Workplace rules to be streamlined to bolster investment

By Chen Wei-han  /  Staff reporter

Wed, Nov 15, 2017 - Page 3

The Cabinet yesterday announced measures to streamline workplace regulations, financial laws and electronic payment regulations in an effort to improve the local investment environment.

To remove investment obstacles, the government plans to relax 26 laws and regulations, including exempting off-site workers from clock-in requirements; allowing more insurance operators to sell their products online; authorizing smartphone biometric authentication for third-party payments; and relaxing loan regulations for residential mortgages and for unemployed people planning to launch a company.

The Labor Standards Act (勞動基準法) requires employers to keep workers’ attendance records and only media workers, telecommuters, field sales agents and drivers are exempt from clocking in.

The Cabinet is to extend the exemption to all off-site workers to improve workplace flexibility, National Development Council chief Chen Mei-ling (陳美伶) said, adding that the Ministry of Labor would complete revisions to the rules by the end of this month.
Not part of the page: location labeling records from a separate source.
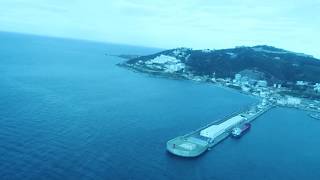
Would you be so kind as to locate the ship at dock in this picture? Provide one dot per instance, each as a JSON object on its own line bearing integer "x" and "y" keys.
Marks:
{"x": 199, "y": 141}
{"x": 237, "y": 132}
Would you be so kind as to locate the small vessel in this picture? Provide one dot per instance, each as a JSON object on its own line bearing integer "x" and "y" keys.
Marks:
{"x": 237, "y": 132}
{"x": 315, "y": 116}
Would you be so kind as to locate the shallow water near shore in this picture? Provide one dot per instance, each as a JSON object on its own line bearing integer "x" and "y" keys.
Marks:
{"x": 68, "y": 112}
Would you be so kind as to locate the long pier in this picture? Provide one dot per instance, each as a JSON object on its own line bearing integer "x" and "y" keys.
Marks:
{"x": 199, "y": 141}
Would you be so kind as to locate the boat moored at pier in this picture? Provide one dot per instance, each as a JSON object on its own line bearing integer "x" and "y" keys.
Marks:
{"x": 199, "y": 141}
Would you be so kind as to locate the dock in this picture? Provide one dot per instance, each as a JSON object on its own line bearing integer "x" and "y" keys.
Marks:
{"x": 199, "y": 141}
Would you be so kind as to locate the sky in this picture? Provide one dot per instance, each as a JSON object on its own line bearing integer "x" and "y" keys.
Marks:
{"x": 289, "y": 24}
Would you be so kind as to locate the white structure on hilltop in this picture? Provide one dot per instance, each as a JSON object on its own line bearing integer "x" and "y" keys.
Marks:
{"x": 262, "y": 83}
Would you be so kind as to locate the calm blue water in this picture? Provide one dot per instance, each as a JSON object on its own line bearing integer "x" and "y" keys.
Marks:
{"x": 68, "y": 112}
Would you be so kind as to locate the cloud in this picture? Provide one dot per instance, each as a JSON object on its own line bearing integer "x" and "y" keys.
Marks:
{"x": 289, "y": 24}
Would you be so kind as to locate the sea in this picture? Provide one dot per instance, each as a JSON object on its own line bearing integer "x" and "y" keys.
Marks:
{"x": 67, "y": 111}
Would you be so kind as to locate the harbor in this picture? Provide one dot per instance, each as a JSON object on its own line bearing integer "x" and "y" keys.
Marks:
{"x": 199, "y": 141}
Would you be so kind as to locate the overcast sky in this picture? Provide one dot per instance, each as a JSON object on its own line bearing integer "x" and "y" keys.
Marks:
{"x": 288, "y": 24}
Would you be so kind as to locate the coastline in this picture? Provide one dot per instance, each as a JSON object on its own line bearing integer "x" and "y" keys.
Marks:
{"x": 180, "y": 76}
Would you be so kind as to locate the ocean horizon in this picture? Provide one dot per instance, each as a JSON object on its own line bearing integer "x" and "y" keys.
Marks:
{"x": 67, "y": 111}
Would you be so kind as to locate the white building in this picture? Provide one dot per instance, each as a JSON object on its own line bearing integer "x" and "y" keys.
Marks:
{"x": 289, "y": 101}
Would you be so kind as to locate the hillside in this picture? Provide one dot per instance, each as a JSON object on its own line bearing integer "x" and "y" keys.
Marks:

Only 10 insurance companies are licensed to sell policies online, but the Financial Supervisory Commission is to approve an across-the-board permission for qualified operators, with more policy types to be made available online, including travel insurance for children under seven.

Third-party transaction service providers are prohibited from indirectly collecting biometric information from consumers, such as via smartphone devices, but the prohibition is to be lifted.

Meanwhile, while a medical staffing rule that requires businesses with more than 300 workers to hire a full-time medical professional is to be relaxed to allow such businesses to employ contract medical staff instead.

The draft revisions are planned to be completed by the end of this year, the Cabinet said.

Meanwhile, the Cabinet also plans to put forward measures by the end of this year to help start-ups succeed with government assistance.

The nation’s entrepreneurs are faced with an outdated legal framework, insufficient funds, low global visibility and talent shortages, the council said.

Premier William Lai (賴清德) asked the Cabinet to put forward a package within one month to introduce international business incubators, invest in burgeoning start-ups with government capital, improve flexibility for initial public offering and merger processes, as well as other measures.